6. Hypertipoproteinemia . There is a certain correlation between obesity and LDL (low-density lipoprotein) levels, the fraction in which most of the plasma cholesterol circulates. Obesity has a marked effect on the metabolism of VLDL (very low density lipoproteins). Hypertriglyceridaemia is frequent and is related to the degree of obesity. Hypertriglyceridemia is due to increased VLDL secretion from the liver due to hyperinsulinemia and increased availability of free fatty acids.
   
   
7. Gout.
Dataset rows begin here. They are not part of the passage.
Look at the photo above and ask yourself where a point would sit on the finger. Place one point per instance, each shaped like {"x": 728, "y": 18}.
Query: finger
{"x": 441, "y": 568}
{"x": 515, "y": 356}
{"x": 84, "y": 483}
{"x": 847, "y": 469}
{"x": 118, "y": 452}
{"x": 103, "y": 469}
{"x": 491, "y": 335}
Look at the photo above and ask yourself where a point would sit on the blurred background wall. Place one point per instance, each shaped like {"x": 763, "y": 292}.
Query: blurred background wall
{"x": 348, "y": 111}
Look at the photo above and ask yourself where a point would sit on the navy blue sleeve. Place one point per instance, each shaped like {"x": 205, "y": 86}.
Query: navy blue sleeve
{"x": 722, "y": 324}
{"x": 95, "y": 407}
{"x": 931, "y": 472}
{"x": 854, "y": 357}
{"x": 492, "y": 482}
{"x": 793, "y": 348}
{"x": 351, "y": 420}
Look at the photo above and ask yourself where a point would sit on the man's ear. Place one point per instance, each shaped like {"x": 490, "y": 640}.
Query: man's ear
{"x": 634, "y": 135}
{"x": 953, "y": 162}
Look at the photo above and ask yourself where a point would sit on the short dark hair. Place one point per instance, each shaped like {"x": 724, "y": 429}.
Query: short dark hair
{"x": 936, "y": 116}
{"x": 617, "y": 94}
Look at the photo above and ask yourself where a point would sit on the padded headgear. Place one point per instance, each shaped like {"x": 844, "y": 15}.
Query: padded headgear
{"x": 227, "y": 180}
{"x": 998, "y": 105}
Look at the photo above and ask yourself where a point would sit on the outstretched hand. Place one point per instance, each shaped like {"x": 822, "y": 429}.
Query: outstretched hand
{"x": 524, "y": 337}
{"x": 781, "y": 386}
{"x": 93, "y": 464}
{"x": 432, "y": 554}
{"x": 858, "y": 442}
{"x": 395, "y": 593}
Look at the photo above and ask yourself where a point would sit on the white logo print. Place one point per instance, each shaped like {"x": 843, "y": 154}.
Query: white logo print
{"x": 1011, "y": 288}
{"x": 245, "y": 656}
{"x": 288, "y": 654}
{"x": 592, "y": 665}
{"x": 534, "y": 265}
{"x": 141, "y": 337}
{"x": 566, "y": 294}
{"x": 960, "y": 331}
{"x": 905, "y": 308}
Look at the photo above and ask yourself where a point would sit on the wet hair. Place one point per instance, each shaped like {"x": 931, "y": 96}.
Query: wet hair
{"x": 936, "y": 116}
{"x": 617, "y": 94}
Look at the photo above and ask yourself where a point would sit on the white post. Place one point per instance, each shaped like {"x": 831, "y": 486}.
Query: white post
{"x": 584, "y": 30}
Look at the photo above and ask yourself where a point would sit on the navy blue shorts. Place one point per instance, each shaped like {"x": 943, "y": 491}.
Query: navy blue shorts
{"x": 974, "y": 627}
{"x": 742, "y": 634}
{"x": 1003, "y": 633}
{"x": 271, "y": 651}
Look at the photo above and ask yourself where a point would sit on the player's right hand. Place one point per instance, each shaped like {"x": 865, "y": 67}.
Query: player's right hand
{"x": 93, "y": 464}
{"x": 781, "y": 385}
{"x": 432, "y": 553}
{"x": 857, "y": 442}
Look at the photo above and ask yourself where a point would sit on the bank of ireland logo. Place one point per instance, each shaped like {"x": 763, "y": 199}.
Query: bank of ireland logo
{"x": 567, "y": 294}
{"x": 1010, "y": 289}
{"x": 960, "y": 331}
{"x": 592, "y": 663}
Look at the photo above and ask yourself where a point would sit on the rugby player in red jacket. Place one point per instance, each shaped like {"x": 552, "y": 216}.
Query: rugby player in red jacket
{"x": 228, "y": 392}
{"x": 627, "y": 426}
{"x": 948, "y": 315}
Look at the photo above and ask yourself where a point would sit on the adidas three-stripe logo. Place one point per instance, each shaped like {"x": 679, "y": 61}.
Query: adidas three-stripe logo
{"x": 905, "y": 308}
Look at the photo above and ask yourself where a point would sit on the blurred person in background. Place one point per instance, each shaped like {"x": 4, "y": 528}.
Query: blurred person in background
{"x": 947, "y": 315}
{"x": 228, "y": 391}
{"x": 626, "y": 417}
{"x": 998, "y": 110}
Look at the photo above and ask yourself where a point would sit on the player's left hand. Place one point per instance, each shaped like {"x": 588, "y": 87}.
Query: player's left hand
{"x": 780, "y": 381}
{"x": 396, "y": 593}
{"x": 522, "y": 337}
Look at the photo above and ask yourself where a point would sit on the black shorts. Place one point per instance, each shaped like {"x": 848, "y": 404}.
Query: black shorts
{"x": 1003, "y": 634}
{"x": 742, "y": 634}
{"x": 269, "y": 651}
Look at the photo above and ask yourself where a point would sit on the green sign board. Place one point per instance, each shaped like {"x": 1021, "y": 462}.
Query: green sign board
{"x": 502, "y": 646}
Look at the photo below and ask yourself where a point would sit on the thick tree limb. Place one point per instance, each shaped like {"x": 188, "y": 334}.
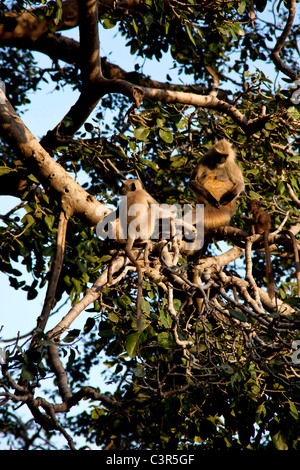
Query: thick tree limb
{"x": 55, "y": 273}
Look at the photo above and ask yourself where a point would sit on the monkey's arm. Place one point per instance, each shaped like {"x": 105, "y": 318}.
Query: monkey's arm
{"x": 198, "y": 188}
{"x": 232, "y": 194}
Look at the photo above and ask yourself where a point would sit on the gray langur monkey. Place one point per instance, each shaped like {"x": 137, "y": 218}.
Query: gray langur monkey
{"x": 140, "y": 226}
{"x": 217, "y": 182}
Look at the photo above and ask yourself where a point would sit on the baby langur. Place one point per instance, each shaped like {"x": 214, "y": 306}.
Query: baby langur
{"x": 140, "y": 227}
{"x": 261, "y": 224}
{"x": 216, "y": 182}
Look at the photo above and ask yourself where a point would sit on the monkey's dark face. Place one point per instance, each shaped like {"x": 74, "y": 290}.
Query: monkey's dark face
{"x": 220, "y": 158}
{"x": 254, "y": 205}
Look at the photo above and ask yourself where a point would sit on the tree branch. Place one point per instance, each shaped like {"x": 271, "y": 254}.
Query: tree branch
{"x": 275, "y": 54}
{"x": 74, "y": 199}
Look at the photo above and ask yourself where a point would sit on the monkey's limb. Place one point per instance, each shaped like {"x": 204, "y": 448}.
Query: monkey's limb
{"x": 199, "y": 188}
{"x": 269, "y": 271}
{"x": 296, "y": 254}
{"x": 139, "y": 271}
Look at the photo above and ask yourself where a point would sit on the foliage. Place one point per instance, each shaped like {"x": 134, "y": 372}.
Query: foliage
{"x": 217, "y": 378}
Hyperuricemia appears to be related to increased production and decreased urinary excretion of uric acid.

Interrogation and study methodology

In the presence of an obese patient, it is first of all necessary to rule out infrequent cases of secondary obesity, such as hypothyroidism (infiltrated appearance, asthenia, constipation, dry and cold skin, low T4 and T3 with elevated TSH), Cushing's disease (centripetal obesity, vergetures, ecchymosis, muscle atrophy, flushing, osteoporosis, elevated cortisol that is not suppressed with dexamethasone and abolition of the circadian rhythm), insulinoma (episodes of hypoglycemia, psychic disturbances, hyperinsulinemia with hypoglycemia), polycystic ovarian (oligohyphenorrheal, hirsurgical, hirsus, clinically or sonographically enlarged, elevated luteinizing hormone, 17-ketosteroids, and upper or somewhat elevated testosterone) and the rare cases of hypothalamic and genetic lesions.

Once the existence of primary obesity is established, it is necessary to evaluate the degree of obesity, eating habits, physical activity and the psychological state of the patient, and to determine the existence of any of the clinical and metabolic manifestations that may accompany excess weight through the general and cardiovascular clinical examination, evaluation of hydrocarbon metabolism (glycemia and oral test of carbohydrate tolerance) and lipid (total cholesterol and high-density lipids or HDL, triglycerides and serum appearance).